I purchased some goods from a (fairly large) UK company a while back. I ordered them inc VAT and they said I should apply for a VAT refund afterwards. I'm running into some difficulties getting the refund now. They asked for the VAT number/orders on company headed paper which I sent them. They are now asking for a "VAT certificate". The only other thing I have like that is the letter of VAT registration I got from the revenue. Should this suffice or is a VAT certificate something I should have for foreign transactions?


----------



## dahamsta (19 Jul 2011)

I thought this was nonsense too, but there is actually a_ "Certificate of Status of Taxable Person" _which you can get from the Revenue. It has this at the bottom:



> Apply for Certificate of Status online by completing Form VAT 66A at
> [broken link removed] or email your details to us at unregvat@revenue.ie


----------



## JoeB (19 Jul 2011)

UK companies should sell you products VAT free, IF they are exporting the goods, AND, you have supplied a valid VAT number on company headed paper. (You are purchasing these goods for business purposes aren't you?)

In my experience it's no problem. I simply supply my VAT number by email, and that works. I don't have company headed paper. Some companies have refused, or found it so difficult to comply that they may as well have refused,.. in those cases I don't order from them. (In some cases it may be cheaper to pay UK VAT than to order in Ireland VAT free)


You have paid UK VAT, not Irish VAT, and as such it cannot be reclaimed from Irish Revenue. You may be able to reclaim it from the UK Revenue, but you would have to register with them, and that may be difficult, or impossible.

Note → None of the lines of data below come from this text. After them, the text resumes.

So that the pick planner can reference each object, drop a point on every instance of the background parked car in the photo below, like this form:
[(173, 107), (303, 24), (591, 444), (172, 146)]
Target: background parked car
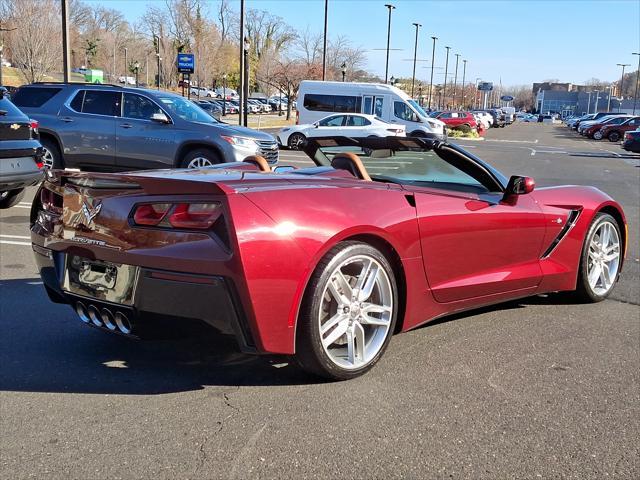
[(104, 127), (352, 125), (20, 152)]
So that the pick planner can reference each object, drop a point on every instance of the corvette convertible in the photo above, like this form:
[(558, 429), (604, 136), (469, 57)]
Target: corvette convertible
[(323, 263)]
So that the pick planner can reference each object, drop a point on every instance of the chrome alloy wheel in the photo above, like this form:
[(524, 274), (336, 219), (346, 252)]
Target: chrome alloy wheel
[(356, 312), (47, 159), (604, 258), (200, 162)]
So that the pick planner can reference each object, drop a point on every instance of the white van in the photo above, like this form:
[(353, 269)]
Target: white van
[(317, 100)]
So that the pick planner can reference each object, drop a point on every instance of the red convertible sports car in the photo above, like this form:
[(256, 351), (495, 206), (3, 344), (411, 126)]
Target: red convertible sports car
[(323, 263)]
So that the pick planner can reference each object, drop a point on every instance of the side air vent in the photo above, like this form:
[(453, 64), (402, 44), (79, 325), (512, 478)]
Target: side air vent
[(571, 221)]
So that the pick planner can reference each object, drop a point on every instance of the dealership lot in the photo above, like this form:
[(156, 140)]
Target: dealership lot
[(531, 388)]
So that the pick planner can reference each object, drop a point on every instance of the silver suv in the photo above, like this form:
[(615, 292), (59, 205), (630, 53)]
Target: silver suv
[(105, 127)]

In the future you should have your goods delivered VAT free, that's the system... not paying VAT to foreign governments and then attempting to reclaim it.

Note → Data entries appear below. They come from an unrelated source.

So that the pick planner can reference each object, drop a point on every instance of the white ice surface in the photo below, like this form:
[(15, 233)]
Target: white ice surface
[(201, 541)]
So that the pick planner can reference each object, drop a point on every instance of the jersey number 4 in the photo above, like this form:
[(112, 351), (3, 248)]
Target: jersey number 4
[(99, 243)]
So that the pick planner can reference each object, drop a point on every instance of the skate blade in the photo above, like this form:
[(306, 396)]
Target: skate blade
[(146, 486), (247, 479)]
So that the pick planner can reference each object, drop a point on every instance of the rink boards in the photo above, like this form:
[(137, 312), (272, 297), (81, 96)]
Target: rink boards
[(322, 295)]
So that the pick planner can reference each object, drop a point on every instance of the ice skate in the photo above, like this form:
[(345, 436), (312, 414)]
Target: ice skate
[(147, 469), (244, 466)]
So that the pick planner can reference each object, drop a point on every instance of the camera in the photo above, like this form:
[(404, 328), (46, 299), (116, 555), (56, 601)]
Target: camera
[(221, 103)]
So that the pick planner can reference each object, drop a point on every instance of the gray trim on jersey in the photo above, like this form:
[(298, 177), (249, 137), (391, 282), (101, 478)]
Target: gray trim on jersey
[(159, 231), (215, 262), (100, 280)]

edited to add: All is not lost... if the company is still talking to you they may refund the VAT,.. they would likely be entitled to do so, as you had supplied the VAT number prior to ordering.. they should have EXPORTED the goods VAT free in the first place. (Collecting goods from a supplier is not 'exporting')


----------



## dahamsta (19 Jul 2011)

Amazon is one big vendor that *requires *a VAT cert. On one level, I can understand why. They'd be open to massive fraud if they just took a number, even if they validated it electronically.


----------